Sayangnya, selama bertahun-tahun, Bangladesh gagal memperkuat lembaga-lembaganya yang bertanggung jawab memberikan hasil perekonomian yang baik. Sektor keuangan kita terbebani dengan tingginya jumlah kredit bermasalah (Non-Performing Loan/NPL) karena kreditur yang gagal bayar diberikan kelonggaran melalui berbagai langkah yang fleksibel. Pada Juni 2022, jumlah pinjaman yang gagal bayar mencapai Tk 1,25 lakh crore atau sekitar sembilan persen dari total pinjaman yang disalurkan, menurut Bank Bangladesh. Pemborosan dan kebocoran sumber daya dalam proyek banyak terjadi karena kurangnya pengelolaan yang baik. Upaya mobilisasi sumber daya dalam negeri sangat lambat, dan rasio pajak terhadap PDB saat ini hanya 7,6 persen. Ditambah lagi dengan kenaikan harga semua komoditas yang gegabah sehingga membuat kehidupan masyarakat sengsara.
Karena pinjaman IMF biasanya disertai dengan persyaratan, terdapat reaksi beragam di Bangladesh mengenai hal ini. Meskipun kita sudah pernah mengambil pinjaman dari IMF, masih banyak yang merasa bahwa pinjaman tersebut belum tentu baik bagi negara.
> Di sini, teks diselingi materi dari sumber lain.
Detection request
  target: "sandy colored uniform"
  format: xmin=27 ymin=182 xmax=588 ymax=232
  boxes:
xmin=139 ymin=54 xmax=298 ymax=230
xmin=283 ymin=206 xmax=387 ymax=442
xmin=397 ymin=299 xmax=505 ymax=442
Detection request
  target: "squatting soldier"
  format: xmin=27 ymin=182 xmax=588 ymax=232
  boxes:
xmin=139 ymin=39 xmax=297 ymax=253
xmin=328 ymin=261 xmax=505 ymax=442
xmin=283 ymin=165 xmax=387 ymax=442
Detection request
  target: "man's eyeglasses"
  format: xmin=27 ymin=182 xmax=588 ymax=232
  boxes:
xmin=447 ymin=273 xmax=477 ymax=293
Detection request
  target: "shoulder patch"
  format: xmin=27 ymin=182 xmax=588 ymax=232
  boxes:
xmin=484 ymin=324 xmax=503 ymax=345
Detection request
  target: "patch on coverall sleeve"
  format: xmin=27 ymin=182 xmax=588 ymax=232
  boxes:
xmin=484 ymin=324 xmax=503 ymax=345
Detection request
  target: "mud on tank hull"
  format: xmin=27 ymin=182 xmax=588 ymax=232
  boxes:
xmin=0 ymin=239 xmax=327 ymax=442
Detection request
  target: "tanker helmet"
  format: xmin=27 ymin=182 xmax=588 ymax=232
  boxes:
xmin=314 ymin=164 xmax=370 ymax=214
Misalnya saja, walaupun pengalaman Brazil pada tahun 2002 bagus dalam memperbaiki perekonomiannya dengan pinjaman IMF, Yunani tidak mampu memperbaiki perekonomiannya dengan dana talangan IMF pada tahun 2010-16, ketika negara tersebut menerapkan kebijakan penghematan.
Meskipun pinjaman bersyarat tidak diberikan kepada suatu negara, alasan penting untuk memberikan persyaratan adalah bahwa pemberi pinjaman ingin memastikan bahwa uang tersebut digunakan sedemikian rupa sehingga kondisi ekonomi membaik, dan negara tersebut mampu membayar kembali pinjaman tersebut. membayar Karena dana IMF merupakan kontribusi negara-negara anggotanya – dengan kata lain, uang pembayar pajak mereka – maka dana tersebut juga bertanggung jawab atas penggunaan yang tepat dari dana yang dibayarkan kepada para anggotanya.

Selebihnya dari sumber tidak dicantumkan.